Yea it sure looks Like...lol!... a 7oz?... I wonder what happened to the white lettering? Thanks for posting!


----------



## Canadacan (Oct 8, 2019)

I some how missed posting my LIKE LIKE !!!  I got this one back in the middle of summer, my first one and hopefully not the last...I'd love to add the other colours. 
And now I really need to ad a can to go with the bottle....and I also see the LIKE LIKE NDNR's are surfacing in Canada!..how fantastic!


----------



## Canadacan (Oct 9, 2019)

A few more things to post from the begining of the Like saga. First is this ad dated Aug 1964, I had always asumed that the product debuted in 1963..if it did it was probably late 63, I have yet to find anything dated to that year but it's still possible that is correct. Then I had very recently discoveded this first generation carton...it is Canadian as per the 'TRADE MARK' on the front.
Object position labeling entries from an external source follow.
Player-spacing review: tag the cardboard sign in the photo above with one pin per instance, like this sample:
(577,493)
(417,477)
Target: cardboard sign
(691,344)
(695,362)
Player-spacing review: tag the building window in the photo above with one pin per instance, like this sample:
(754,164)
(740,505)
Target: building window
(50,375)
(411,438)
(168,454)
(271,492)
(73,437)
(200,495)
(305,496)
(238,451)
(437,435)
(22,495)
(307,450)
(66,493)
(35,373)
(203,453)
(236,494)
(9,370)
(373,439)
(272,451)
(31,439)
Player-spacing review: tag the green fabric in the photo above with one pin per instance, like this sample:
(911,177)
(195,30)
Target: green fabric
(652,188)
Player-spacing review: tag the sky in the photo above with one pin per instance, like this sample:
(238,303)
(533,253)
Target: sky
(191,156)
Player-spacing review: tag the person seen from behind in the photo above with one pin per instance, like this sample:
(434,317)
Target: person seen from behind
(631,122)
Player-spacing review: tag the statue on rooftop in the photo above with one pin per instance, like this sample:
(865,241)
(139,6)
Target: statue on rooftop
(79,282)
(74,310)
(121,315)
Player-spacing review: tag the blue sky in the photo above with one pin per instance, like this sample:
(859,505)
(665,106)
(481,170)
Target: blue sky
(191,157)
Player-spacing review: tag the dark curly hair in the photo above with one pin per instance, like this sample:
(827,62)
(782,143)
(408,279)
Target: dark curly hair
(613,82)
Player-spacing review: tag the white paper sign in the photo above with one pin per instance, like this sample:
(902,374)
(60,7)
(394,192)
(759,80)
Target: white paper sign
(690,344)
7up LIKE-  The Ottawa Citizen, 27 Aug 1964, Thu, Page 36 


This carton is very close to the USA version, I don't think there were too many variations on this carton...maybe only slight ones because sometime in 1967 they redesigned the bottle and carton.
I'm assuming 67 because of the bottle date code from a friends bottle.




This is the second generation carton (Canadian), again I assume 1967, it's possible the change happened late 66 but I have no information to substantiate that.
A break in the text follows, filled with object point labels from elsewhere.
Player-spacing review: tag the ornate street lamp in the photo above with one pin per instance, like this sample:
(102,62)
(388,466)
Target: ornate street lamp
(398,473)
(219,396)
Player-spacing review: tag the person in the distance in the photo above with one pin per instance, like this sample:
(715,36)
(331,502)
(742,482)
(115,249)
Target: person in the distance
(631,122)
Early this year my friend was lucky enough to acquire the pink one!...lucky guy!!!
One thing I noticed was a USA ad from 1968 and the carton depicted showed multiple colors on the bottle, I was under the impression that each color was released or corresponded to a particular year, but the ad suggests otherwise. And besides that the bottles in this picture are both date coded Sep/Oct 1967 and my blue is dated 1968. So it would appear that all colors were released at the same time.


----------



## carling (Oct 9, 2019)

That red and white Crown bottle looks like a Dr. Wells copycat.


----------



## Canadacan (Oct 10, 2019)

carling said:


> That red and white Crown bottle looks like a Dr. Wells copycat.
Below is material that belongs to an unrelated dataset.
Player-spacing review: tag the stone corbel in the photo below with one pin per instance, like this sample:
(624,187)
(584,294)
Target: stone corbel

Yes it does, Crown bottling...I know were off topic here, is from Winnipeg Manitoba....I cant recall if they were a franchise bottler of Dr. Wells or not.


----------



## Canadacan (May 26, 2022)

Been a couple of years since I've had any updates!...The bottle I actually got at the very end of 2019 and forgot to post.
The carton is a new item I just got...it was pretty cool to get the blue too! First I have seen other than the yellow, so somewhere out there is a pink version.


----------